Sistemin getirdiği kilitlenme

Bardağı taşıran son damla ise her yıl olduğu gibi bu yıl da kendini gösteren "zam beklentisi" oldu. Kulislerde konuşulan %25'lik zam söylentisi, zaten zar zor dönen çarkları tamamen durdurdu. İlaç firmaları ve ecza depoları, birkaç hafta sonra daha yüksek fiyattan satabilecekleri bir ürünü bugün piyasaya sürmeyerek, ticari bir refleksle stoklarını bekletiyor.

Bu noktada günah keçisi ilan edilen eczacılar ise krizin en ön cephesinde, hastalarla karşı karşıya kalıyor. Eczacı Murat Tülü’nün isyanı tüm meslektaşlarının ortak sesi: "Benim eczanemde her şey hastanın gözü önünde. İlacı nereye saklayabilirim ki? Denetlenmesi gereken yer eczaneler değil, ilaç firmalarının ve depoların stoklarıdır." Gerçekten de eczacı, deposunda olmayan bir ilacı hastaya veremez. Onlar, tedarik zincirinin son halkası olarak, sistemin en tepesindeki bir tıkanıklığın sonuçlarına göğüs germek zorunda kalıyorlar.

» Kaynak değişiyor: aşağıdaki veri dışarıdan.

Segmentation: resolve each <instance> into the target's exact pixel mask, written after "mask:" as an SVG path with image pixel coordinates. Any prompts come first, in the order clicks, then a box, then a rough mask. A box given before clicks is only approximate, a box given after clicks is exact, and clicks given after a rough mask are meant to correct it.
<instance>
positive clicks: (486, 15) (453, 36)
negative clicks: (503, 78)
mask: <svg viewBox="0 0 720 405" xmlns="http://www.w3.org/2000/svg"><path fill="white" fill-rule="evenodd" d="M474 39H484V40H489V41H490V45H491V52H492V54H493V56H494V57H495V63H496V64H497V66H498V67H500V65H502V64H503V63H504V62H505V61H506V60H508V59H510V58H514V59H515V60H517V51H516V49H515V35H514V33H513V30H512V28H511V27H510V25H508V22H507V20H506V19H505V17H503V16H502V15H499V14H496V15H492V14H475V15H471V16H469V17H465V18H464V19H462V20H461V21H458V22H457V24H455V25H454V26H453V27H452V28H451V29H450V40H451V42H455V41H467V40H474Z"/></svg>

Gerçekçi ve sürdürülebilir politika 

Peki, bu kısır döngüden çıkış yok mu? Elbette var. Çözüm, her kış kapıya dayandığında palyatif zamlarla krizi ötelemek değil, fiyatlandırma politikasını kökünden değiştirmek. Yıllardır eczacı odalarının dile getirdiği gibi, yılda bir kez yapılan ve piyasada büyük bir beklenti yaratarak stokçuluğu tetikleyen toplu zamlar yerine, yıl içine yayılmış, daha küçük ve öngörülebilir kur güncellemeleri yapılması gerekiyor. Piyasa gerçekleriyle barışık, öngörülebilir ve sürdürülebilir bir ilaç fiyat politikası benimsenmeli.

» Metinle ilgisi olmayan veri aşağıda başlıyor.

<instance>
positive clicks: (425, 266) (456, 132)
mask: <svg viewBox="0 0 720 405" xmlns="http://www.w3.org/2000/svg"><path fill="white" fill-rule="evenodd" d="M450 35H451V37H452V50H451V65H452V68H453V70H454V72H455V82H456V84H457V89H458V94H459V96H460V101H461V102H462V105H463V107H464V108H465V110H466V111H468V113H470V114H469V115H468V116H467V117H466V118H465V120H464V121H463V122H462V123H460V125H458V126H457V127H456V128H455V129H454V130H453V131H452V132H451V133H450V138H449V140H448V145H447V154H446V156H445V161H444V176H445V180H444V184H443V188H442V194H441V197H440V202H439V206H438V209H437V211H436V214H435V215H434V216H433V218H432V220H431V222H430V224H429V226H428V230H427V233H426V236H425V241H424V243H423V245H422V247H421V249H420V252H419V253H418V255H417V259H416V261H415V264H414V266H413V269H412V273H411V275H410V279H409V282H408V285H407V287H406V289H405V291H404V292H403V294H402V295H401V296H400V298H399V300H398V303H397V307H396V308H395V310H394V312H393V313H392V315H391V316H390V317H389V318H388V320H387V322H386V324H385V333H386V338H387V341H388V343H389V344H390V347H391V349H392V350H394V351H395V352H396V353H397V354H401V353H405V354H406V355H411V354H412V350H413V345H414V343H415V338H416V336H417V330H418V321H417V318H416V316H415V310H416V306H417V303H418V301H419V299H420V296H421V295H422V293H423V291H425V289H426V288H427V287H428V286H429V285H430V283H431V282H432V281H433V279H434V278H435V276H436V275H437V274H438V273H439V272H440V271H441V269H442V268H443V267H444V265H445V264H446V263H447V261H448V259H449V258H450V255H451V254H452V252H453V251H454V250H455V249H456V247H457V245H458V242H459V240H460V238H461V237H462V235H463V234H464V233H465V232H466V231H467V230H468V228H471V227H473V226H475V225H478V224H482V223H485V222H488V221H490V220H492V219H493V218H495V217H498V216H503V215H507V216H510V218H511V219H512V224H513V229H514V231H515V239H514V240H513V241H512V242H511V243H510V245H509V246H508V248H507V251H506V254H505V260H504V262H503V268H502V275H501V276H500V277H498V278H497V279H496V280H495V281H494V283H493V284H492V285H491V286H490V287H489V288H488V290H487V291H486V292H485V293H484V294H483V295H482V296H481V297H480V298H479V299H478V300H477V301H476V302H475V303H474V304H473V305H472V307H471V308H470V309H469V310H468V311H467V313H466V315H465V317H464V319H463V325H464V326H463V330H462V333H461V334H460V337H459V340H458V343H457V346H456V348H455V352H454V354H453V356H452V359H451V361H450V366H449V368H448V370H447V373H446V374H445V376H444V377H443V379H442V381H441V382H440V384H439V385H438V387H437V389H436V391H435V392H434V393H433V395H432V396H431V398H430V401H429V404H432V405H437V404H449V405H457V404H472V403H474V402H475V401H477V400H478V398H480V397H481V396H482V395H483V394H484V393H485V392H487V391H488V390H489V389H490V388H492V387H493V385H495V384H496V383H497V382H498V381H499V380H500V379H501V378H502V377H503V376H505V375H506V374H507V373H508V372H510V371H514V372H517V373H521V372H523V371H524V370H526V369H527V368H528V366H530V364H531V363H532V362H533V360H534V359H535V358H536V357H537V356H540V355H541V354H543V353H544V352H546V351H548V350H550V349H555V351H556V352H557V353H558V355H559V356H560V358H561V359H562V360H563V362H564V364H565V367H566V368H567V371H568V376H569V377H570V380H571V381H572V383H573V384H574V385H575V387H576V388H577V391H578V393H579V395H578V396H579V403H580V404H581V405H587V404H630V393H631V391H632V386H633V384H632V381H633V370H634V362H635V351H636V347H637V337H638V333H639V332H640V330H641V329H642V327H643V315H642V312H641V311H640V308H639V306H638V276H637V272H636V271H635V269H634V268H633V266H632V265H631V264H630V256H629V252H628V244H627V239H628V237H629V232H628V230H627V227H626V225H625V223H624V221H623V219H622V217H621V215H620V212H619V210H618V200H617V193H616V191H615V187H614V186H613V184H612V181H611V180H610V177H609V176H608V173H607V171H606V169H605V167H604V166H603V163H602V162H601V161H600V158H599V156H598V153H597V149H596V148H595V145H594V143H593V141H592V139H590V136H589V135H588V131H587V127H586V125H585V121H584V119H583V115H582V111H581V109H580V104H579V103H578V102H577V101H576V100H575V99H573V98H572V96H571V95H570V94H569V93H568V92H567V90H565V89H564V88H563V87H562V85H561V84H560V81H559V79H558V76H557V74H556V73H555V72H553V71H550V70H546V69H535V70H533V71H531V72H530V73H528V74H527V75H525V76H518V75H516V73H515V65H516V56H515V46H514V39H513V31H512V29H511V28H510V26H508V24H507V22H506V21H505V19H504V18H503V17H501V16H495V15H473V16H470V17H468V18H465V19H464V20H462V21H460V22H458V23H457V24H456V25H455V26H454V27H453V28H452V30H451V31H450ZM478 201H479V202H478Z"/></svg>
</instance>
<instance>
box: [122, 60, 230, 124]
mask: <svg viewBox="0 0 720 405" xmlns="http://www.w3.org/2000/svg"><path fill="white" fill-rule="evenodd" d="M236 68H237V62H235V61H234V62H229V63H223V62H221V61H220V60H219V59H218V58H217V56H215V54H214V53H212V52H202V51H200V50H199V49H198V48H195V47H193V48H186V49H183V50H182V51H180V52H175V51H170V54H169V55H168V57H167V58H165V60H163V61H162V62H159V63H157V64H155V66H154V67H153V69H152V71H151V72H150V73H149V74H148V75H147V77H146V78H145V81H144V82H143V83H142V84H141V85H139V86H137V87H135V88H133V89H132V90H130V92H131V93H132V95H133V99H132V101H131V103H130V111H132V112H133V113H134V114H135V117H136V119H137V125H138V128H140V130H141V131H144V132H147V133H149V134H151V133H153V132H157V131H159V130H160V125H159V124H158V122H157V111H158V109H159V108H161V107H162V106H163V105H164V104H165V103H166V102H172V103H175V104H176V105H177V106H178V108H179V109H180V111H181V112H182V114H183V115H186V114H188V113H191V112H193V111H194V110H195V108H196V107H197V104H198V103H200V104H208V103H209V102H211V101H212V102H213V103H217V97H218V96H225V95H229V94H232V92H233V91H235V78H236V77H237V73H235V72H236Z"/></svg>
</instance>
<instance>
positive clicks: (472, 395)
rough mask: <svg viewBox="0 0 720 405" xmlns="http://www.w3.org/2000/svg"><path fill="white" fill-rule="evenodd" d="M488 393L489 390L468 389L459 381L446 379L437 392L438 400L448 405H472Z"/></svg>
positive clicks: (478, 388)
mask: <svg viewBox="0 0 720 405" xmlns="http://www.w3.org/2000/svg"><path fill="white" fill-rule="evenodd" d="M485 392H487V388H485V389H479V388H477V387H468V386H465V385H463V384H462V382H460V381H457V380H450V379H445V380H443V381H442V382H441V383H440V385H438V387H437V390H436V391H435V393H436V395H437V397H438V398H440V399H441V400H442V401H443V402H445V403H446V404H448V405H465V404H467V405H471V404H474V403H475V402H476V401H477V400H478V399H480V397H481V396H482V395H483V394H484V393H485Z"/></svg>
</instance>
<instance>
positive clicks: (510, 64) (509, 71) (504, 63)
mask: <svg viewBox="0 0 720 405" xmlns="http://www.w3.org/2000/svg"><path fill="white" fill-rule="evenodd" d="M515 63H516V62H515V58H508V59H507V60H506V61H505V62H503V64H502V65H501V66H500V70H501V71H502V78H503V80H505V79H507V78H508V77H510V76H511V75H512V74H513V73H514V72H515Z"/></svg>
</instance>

Unutulmamalıdır ki, bir ilacın fiyat etiketinde yazan rakamın hiçbir önemi yok, eğer o ilaç raflarda bulunmuyorsa. Asıl maharet, ilacı sadece ucuz tutmak değil, aynı zamanda "ulaşılabilir" ve "bulunabilir" kılmak. Çünkü bir ilacın bulunamamasının bedeli parayla değil, doğrudan insan sağlığıyla ve hatta hayatıyla ödenir. Yetkililer, bu acı reçeteyi daha fazla hastanın önüne koymadan, sistemin bu kanayan yarasına acil bir neşter vurmak zorunda.